GitHub is under automated attack by millions of cloned repositories filled with malicious code
GitHub has become a vital resource for programmers the world over, and an extensive knowledge base and repository for open-source coding projects, data storage and code management. However, the site is currently undergoing an automated attack involving the cloning and creation of huge numbers of malicious code repositories, and while the developers have been working to remove the affected repos, a significant amount are said to survive, with more uploaded on a regular basis.
An unknown attacker has managed to create and deploy an automated process that forks and clones existing repositories, adding its own malicious code which is concealed under seven layers of obfuscation (via Ars Technica). These rogue repositories are difficult to tell from their legitimate counterparts, and some users unaware of the malicious nature of the code are forking the affected repos themselves, unintentionally adding to the scale of the attack.
Once a developer makes use of an affected repo, a hidden payload begins unpacking seven layers worth of obfuscation, including malicious Python code and a binary executable. The code then sets to work collecting confidential data and login details before uploading it to a control server.
Research and data teams at security provider Apiiro have been monitoring a resurgence of the attack since its relatively minor beginnings back in May of last year. And while the company says that GitHub has been quickly removing the affected repositories, its automation detection system is still missing many of them, and manually uploaded versions are still slipping the net.
Given the current scale of the attack, said by the researchers to be in the millions of uploaded or forked repositories, even a 1% miss-rate still means potentially thousands of compromised repos still on the site.
While the attack was initially somewhat small-scale when it was first documented, with several packages detected on the site with early versions of the malicious code, it has gradually developed in size and sophistication. The researchers have identified several potential reasons for the success of the operation thus far, including the overall size of GitHub’s user base and the developing complexity of the technique.

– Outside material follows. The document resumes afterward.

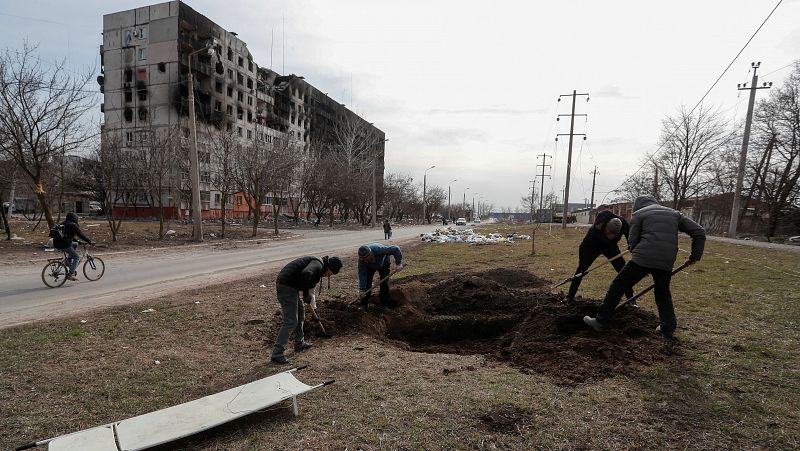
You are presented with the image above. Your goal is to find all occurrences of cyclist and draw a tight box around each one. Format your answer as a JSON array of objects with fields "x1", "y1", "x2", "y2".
[{"x1": 53, "y1": 212, "x2": 94, "y2": 280}]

What’s really intriguing here is the combination of sophisticated automated attack methods and simple human nature. While the methods of obfuscation have become increasingly complex, the attackers have relied heavily on social engineering to confuse developers into picking the malicious code over the real one and unintentionally spreading it onwards, compounding the attack and making it much harder to detect.
As things stand this method seems to have worked remarkably well, and while GitHub has yet to comment on the attack directly, it did issue a general statement reassuring its users that “We have teams dedicated to detecting, analyzing, and removing content and accounts that violate our Acceptable Use Policies. We employ manual reviews and at-scale detection that use machine learning and constantly evolve and adapt to adversarial attacks”.
The perils of becoming popular, it seems, have manifested themselves here. While GitHub remains a vital resource for developers worldwide, its open-source nature and huge user base appears to have left it somewhat vulnerable, although given the effectiveness of the method, it comes as no surprise that solving the issue entirely seems to be an uphill battle that GitHub has yet to overcome.